The next location was the house of his now brother-in-law Andy McFarlane where she and the two men "spent most of the night having sexual intercourse." Next it was a twosome in Tommy Sheridan's office in the City Chambers.

Then there was a visit to Cupids swingers' club in Manchester, where Troll was disappointed by the "minging décor – old carpets, dingy lighting" and felt like an "absolute idiot", but nonetheless went into a side room with Sheridan and three other men, where "all of us" had sex. Afterwards, they were joined by two couples and went to a house in Manchester, where "we all had sex with various partners".

Paul McBride QC, defending Gail Sheridan, asked Trolle if she understood the ordeal to which she was subjecting Mrs Sheridan by testifying that "you had sex with her husband, without her knowledge, in her own house, in her own bed?" Trolle replied that she did. After that exchange, the hearing was suspended as Gail Sheridan appeared to break down.


As Tommy Sheridan cross examined the Dane, a question came up about where he had obtained his artificial sun tan – at home or in a tanning salon.

"The beauty of fiction is that you can chop and change detail as much as you like, as it doesn't really matter what the fiction is... it's still fiction.
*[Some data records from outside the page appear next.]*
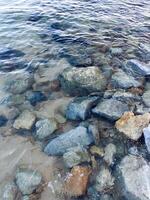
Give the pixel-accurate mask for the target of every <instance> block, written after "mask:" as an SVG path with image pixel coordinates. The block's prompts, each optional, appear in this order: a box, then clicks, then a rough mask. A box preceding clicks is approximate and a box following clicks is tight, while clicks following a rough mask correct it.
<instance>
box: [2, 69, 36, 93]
mask: <svg viewBox="0 0 150 200" xmlns="http://www.w3.org/2000/svg"><path fill="white" fill-rule="evenodd" d="M32 83H33V77H32V75H31V74H29V73H27V72H22V73H14V74H10V75H9V77H8V79H7V80H6V83H5V85H6V86H5V89H6V90H7V91H8V92H11V93H13V94H20V93H23V92H25V91H26V90H27V89H28V88H30V87H31V85H32Z"/></svg>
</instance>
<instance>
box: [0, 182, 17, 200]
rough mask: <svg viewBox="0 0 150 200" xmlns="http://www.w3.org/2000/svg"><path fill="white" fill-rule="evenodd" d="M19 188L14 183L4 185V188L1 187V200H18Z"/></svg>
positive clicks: (4, 184)
mask: <svg viewBox="0 0 150 200" xmlns="http://www.w3.org/2000/svg"><path fill="white" fill-rule="evenodd" d="M17 193H18V188H17V186H16V184H15V183H14V182H7V183H4V185H3V186H2V188H1V187H0V199H1V200H16V197H17Z"/></svg>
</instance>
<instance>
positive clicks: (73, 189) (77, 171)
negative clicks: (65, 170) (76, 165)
mask: <svg viewBox="0 0 150 200" xmlns="http://www.w3.org/2000/svg"><path fill="white" fill-rule="evenodd" d="M90 173H91V170H90V168H89V167H82V166H75V167H73V168H72V170H71V172H70V173H69V174H67V177H66V180H65V186H64V190H65V192H66V194H67V195H69V196H81V195H84V194H85V192H86V189H87V184H88V179H89V175H90Z"/></svg>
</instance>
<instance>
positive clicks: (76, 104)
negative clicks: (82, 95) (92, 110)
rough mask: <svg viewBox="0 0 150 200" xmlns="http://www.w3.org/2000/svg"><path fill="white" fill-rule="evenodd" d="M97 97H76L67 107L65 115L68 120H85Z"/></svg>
mask: <svg viewBox="0 0 150 200" xmlns="http://www.w3.org/2000/svg"><path fill="white" fill-rule="evenodd" d="M97 100H98V98H97V97H77V98H75V99H74V100H73V101H71V102H70V103H69V105H68V107H67V111H66V117H67V119H70V120H85V119H87V118H88V117H90V114H91V109H92V107H93V106H94V105H96V102H97Z"/></svg>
The truth is that you were never at my house," he told Trolle. She had testified to seeing a sunbed in the house. He produced an entry in his wife's diary showing that they walked through the snow to go to a tanning session. "Offer me a reasonable explanation why I would walk for a sunbed, if I had one in the house," he challenged her. She replied: "Diary might be made up. I don't know. Maybe the sunbed was not working."
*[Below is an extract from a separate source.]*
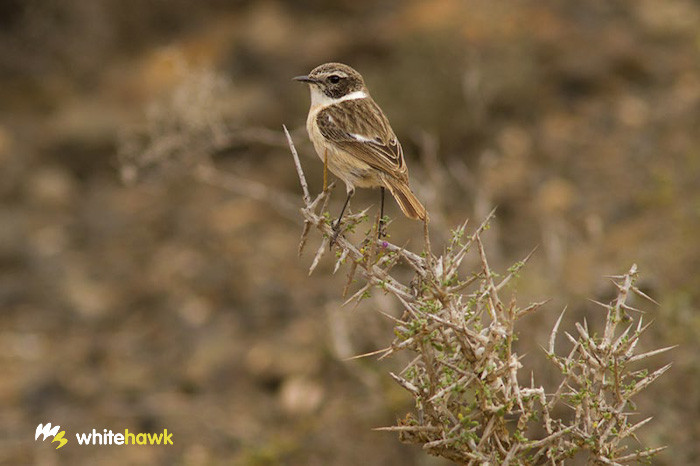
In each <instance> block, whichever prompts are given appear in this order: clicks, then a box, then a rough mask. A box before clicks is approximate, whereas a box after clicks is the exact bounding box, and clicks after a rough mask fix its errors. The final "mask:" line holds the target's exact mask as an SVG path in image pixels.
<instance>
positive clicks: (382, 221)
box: [377, 186, 386, 239]
mask: <svg viewBox="0 0 700 466" xmlns="http://www.w3.org/2000/svg"><path fill="white" fill-rule="evenodd" d="M379 192H380V196H381V200H380V201H379V226H378V227H377V239H382V236H386V231H385V228H384V227H385V225H384V186H382V187H380V188H379Z"/></svg>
He also accused her of inventing the stories about the visit to the swingers' club and the liaison in the City Chambers, which she had not mentioned before.

"Are you saying it now because you know it will make good headlines?" he demanded. She replied: "It probably does, but I want to avoid headlines at all costs."


On the witness stand again, Trolle came out with a confession: "You can call me guilty of getting my facts wrong; of being naive and silly," she said. "I'm guilty of thinking you had charisma and I'm guilty of having sex with you. Yes, I'm guilty of all these things, but I'm not guilty of lying in court."

In sharp exchanges, Sheridan accused her of being a "conscious liar" and suggested that she worked with the News of the World to make up stories against him and that she had been "coached" by the police – all of which she denied. He also accused her of collaborating with a witness – Allison Kane – who had given evidence the previous week, during which she had told the court she had heard Sheridan admit to visiting Cupids.

"If Allison Kane and others wanted you to support their plot to bring me down, even including lying in court, would you support them?" he asked. She replied that Kane was a good friend, but she would never "lie in court for her".